Ryan Bancroft conducts Stenhammar’s Excelsior!, Hannah Kendall’s The Spark Catchers, and Rimsky-Korsakov’s Capriccio espagnol | Sol Gabetta plays Saint-Saëns’s First Cello Concerto
Wednesday, December 8, 2021
Stockholms konserthus, Hötorget 8, 103 87 Stockholm, Sweden
Guest Reviewer, Ateş Orga
December in Stockholm is Nobel Prize time, ushered in customarily by a concert from the Royal Stockholm Philharmonic in the presence of Carl XVI Gustaf. This year’s running marked Ryan Bancroft’s first appearance as chief conductor designate, an appointment he takes up in the 2023/24 season, succeeding Sakari Oramo. Winner of the 2018 Nikolai Malko Competition, recipient more recently of a 2021 Royal Philharmonic Society Award, Bancroft, a personable thirty-two-year old West Coast American, is Principal Conductor of the BBC National Orchestra of Wales and Artist-in-Association with the Tapiola Sinfonietta. With experience and energy under his belt, he bounded onto the stage to a fanfare of adulation and hyperbole worthy of a pugilist ring. The Stockholmers clearly feel fortunate to have signed him to their ranks. Dispensing with a baton, not given to theatrics, he uses his hands expressively, a tensioned flick of the wrist to emphasise the beat, eyes watchful. Adoring his every move, the orchestra gave him a high voltage return, the audience cheering to the rafters, hoping no doubt for an encore he entertainingly sidestepped.
Looking especially radiant, Sol Gabetta delivered a strong Saint-Saëns Concerto, clear in tone, her bowing and fingering for all on the web to see in the up-front camera work. Receptive to Bancroft but also turning every now and again to the concertmaster, Joakim Svenheden (a charismatic personality, formerly with the LPO), she seemed to enjoy herself whatever the terraces of tempo or tenderness.

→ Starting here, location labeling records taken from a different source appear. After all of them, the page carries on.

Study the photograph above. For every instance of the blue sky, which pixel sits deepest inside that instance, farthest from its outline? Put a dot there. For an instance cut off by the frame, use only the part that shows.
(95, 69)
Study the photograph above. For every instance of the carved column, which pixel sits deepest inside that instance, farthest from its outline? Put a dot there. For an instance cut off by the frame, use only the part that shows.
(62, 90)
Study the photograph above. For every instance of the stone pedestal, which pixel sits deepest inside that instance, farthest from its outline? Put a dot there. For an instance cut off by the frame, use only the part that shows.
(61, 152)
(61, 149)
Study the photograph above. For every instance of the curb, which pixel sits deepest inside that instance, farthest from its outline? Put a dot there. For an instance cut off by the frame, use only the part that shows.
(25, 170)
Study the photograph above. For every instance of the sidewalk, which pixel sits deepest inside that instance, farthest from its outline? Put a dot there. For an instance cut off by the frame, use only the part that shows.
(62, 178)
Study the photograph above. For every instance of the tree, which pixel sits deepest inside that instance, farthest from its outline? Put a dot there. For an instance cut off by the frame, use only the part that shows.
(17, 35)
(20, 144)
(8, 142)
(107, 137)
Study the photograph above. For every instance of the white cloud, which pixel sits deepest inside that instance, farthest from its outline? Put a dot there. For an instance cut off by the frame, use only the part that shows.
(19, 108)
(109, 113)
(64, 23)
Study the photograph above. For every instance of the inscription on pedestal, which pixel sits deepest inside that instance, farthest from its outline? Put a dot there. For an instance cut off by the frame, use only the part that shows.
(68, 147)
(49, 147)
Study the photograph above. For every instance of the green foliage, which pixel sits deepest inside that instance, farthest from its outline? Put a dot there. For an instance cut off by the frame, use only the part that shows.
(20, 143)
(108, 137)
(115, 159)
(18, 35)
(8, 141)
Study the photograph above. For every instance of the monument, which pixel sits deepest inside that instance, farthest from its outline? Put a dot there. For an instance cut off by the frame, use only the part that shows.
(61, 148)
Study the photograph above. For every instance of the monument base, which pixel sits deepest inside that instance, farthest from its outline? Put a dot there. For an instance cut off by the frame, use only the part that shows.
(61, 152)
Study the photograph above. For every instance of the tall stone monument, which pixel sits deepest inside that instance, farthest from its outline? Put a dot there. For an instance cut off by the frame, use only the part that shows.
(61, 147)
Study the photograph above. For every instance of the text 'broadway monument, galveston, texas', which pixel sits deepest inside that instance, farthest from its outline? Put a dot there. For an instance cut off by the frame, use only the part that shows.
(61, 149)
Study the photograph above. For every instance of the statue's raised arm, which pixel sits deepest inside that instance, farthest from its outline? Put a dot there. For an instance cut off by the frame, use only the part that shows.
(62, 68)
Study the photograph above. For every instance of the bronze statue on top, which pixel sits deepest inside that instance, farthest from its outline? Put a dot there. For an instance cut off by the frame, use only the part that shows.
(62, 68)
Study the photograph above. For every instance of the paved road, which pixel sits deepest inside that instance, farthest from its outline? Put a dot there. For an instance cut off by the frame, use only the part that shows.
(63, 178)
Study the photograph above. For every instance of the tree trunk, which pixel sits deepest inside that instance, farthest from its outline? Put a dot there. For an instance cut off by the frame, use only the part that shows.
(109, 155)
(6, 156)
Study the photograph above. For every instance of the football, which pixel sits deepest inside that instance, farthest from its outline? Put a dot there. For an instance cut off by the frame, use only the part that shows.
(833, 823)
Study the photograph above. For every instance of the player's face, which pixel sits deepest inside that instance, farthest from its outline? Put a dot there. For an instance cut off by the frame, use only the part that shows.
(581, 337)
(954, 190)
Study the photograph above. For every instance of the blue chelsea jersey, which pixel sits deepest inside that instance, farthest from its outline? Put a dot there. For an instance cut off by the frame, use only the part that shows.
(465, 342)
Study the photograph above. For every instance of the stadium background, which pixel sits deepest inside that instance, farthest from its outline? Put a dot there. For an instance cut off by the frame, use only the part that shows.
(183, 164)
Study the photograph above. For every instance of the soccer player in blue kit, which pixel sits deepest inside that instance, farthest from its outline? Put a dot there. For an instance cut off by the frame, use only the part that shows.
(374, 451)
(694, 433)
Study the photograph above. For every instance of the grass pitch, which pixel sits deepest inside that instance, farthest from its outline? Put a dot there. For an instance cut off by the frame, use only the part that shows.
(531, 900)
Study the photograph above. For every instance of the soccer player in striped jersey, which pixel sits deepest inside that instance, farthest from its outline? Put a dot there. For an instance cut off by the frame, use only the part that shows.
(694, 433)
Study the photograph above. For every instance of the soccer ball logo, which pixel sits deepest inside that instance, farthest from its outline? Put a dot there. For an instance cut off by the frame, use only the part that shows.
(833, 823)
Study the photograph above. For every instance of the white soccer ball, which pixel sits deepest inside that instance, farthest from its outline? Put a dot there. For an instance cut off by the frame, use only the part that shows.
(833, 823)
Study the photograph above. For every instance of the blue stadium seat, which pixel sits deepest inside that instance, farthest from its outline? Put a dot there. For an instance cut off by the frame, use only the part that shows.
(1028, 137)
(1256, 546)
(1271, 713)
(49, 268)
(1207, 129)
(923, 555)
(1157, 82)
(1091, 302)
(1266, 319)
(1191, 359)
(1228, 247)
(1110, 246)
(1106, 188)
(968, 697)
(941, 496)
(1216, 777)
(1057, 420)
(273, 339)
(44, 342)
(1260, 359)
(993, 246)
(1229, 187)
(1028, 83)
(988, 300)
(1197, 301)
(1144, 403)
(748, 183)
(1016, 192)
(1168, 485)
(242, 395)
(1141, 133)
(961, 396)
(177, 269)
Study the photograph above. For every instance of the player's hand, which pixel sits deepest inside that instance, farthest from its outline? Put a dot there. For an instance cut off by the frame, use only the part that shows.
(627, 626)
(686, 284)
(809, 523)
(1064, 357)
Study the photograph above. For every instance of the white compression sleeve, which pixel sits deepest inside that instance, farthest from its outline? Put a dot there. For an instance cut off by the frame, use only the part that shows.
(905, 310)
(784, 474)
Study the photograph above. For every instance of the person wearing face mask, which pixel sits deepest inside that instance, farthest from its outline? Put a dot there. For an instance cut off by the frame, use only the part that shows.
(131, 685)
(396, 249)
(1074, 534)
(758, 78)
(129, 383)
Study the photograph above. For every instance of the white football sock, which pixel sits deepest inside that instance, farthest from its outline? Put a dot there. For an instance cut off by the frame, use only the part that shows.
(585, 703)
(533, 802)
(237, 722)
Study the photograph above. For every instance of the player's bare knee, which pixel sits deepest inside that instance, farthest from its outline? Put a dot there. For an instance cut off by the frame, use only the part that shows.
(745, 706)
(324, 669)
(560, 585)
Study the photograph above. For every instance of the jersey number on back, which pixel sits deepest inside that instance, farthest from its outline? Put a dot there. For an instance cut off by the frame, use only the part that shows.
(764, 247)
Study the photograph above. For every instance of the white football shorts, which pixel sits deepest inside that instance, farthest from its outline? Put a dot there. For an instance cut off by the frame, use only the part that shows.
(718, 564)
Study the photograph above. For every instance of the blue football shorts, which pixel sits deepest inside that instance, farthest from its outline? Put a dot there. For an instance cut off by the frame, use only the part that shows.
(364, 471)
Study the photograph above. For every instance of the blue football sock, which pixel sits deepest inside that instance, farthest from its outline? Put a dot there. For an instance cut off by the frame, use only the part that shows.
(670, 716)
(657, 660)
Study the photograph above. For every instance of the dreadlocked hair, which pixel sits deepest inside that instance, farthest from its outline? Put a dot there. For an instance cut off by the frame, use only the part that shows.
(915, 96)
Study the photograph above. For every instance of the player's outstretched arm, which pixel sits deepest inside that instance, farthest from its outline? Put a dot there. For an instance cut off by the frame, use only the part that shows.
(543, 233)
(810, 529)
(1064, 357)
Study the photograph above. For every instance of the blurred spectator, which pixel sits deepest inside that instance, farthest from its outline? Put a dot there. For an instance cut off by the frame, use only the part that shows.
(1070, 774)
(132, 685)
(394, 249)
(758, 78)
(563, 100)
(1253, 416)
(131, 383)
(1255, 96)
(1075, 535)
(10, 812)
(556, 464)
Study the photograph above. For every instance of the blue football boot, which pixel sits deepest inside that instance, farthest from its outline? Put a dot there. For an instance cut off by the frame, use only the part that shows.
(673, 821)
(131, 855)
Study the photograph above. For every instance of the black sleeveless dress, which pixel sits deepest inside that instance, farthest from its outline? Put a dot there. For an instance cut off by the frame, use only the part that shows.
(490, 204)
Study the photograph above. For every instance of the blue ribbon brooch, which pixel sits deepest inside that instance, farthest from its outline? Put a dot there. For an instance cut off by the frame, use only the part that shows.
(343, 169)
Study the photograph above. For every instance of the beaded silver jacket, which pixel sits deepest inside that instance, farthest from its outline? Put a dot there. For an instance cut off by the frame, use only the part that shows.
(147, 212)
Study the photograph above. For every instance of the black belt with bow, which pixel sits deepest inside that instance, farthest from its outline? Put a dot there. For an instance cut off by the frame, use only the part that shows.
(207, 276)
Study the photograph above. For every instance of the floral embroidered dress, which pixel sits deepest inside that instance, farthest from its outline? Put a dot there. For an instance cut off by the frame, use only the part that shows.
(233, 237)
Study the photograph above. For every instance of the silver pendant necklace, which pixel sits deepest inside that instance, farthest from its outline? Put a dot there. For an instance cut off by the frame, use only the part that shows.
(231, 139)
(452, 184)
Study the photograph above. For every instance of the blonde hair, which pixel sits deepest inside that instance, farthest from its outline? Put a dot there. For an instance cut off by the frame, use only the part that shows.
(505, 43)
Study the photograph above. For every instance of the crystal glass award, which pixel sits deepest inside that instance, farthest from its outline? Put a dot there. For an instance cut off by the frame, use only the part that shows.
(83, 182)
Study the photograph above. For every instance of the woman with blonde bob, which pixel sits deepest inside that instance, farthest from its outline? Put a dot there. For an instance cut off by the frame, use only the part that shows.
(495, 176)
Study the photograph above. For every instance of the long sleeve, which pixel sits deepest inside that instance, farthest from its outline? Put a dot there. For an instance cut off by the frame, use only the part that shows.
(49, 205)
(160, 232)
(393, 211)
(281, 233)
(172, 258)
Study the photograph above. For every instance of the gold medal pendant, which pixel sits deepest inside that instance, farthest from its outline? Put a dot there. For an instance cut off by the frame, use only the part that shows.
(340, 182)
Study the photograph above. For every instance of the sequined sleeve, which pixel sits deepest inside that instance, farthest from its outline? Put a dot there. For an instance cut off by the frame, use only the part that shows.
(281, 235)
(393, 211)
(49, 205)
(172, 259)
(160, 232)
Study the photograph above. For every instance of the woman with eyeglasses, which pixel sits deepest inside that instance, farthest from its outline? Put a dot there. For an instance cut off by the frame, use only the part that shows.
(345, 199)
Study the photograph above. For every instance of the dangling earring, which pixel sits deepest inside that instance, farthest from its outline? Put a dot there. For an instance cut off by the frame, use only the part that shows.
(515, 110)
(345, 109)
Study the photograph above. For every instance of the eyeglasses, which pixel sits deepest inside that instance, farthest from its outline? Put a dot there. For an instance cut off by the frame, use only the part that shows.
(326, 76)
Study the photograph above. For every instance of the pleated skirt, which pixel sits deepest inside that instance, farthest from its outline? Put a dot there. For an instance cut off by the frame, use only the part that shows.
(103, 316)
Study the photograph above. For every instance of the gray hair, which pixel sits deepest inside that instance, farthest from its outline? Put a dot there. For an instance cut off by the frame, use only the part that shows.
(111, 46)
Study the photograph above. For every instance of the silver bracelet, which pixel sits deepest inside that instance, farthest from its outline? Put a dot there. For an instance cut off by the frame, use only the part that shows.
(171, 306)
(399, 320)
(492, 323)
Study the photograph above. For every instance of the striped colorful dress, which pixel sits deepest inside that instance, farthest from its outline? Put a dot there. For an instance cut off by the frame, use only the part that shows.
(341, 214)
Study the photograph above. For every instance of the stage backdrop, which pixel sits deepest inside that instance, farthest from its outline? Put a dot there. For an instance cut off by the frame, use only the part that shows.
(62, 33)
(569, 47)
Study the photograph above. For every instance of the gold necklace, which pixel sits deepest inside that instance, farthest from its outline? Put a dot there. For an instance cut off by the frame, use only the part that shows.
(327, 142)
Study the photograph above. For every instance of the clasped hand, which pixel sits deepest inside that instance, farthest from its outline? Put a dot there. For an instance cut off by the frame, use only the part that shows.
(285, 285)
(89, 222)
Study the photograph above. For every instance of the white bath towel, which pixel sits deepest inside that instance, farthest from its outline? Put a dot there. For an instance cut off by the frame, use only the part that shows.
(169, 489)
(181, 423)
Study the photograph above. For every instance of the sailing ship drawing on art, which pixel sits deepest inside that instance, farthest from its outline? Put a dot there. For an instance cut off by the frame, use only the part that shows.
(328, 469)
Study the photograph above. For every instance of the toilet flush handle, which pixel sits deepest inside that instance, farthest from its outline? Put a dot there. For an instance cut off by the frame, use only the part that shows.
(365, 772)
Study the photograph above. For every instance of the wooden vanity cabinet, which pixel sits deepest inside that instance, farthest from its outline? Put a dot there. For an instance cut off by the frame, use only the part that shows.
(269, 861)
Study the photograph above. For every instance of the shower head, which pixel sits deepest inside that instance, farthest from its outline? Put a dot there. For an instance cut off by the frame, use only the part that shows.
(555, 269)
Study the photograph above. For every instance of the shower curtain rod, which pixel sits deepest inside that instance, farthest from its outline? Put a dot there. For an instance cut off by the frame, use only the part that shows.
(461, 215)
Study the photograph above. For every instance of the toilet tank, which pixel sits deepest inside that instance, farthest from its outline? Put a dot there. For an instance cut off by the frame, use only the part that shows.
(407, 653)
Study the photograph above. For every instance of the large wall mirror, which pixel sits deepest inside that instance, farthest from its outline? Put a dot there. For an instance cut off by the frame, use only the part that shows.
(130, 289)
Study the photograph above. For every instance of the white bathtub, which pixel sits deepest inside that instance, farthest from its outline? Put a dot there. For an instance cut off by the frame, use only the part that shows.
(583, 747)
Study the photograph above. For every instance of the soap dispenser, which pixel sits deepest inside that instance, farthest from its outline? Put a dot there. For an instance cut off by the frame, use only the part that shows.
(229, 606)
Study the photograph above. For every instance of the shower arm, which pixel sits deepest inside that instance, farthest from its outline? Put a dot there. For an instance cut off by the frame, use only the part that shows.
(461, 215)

Occasionally (middle movement excepted) I sensed Bancroft wanting to hurry – 18:20 compared with Gabetta’s 20:05 RCA recording – but she warmed to the Beethovenian/Schumannesque/Lisztian physicality of his approach, wreathed in smiles by the joie de vivre of it all. Lensky’s Aria from Tchaikovsky’s Eugene Onegin made for a reflective encore. “Where, where have you gone, golden days of my spring?”
Near contemporary in composition, the opening and closing numbers of the programme – Stenhammar’s Excelsior! concert overture (1896), Rimsky-Korsakov’s Capriccio espagnol (1887) – displayed grandeur, elan and occasion, the music moving on, form before indulgence. Whatever rush I might have felt in Saint-Saëns was firmly set aside in the Capriccio, Bancroft (rather like Alan Gilbert in Hamburg in June) favouring an appealingly deliberated pulse for the Alborada sections, downbeats accented – a concept somewhat in the Svetlanov/Simonov/Gergiev manner, contrasting the likes of Mehta or the bacchanalia of Kristjan Järvi. Following the interval, Hannah Kendall’s The Spark Catchers (2017 Prom commission) exposed orchestra and public to the “wonderful dynamism, vibrancy, and drive”, the sparkle and kinetic energy, of the Lemn Sissay poem which inspired her. A communicative essay settling well in a big space, Bancroft zoning in comfortably.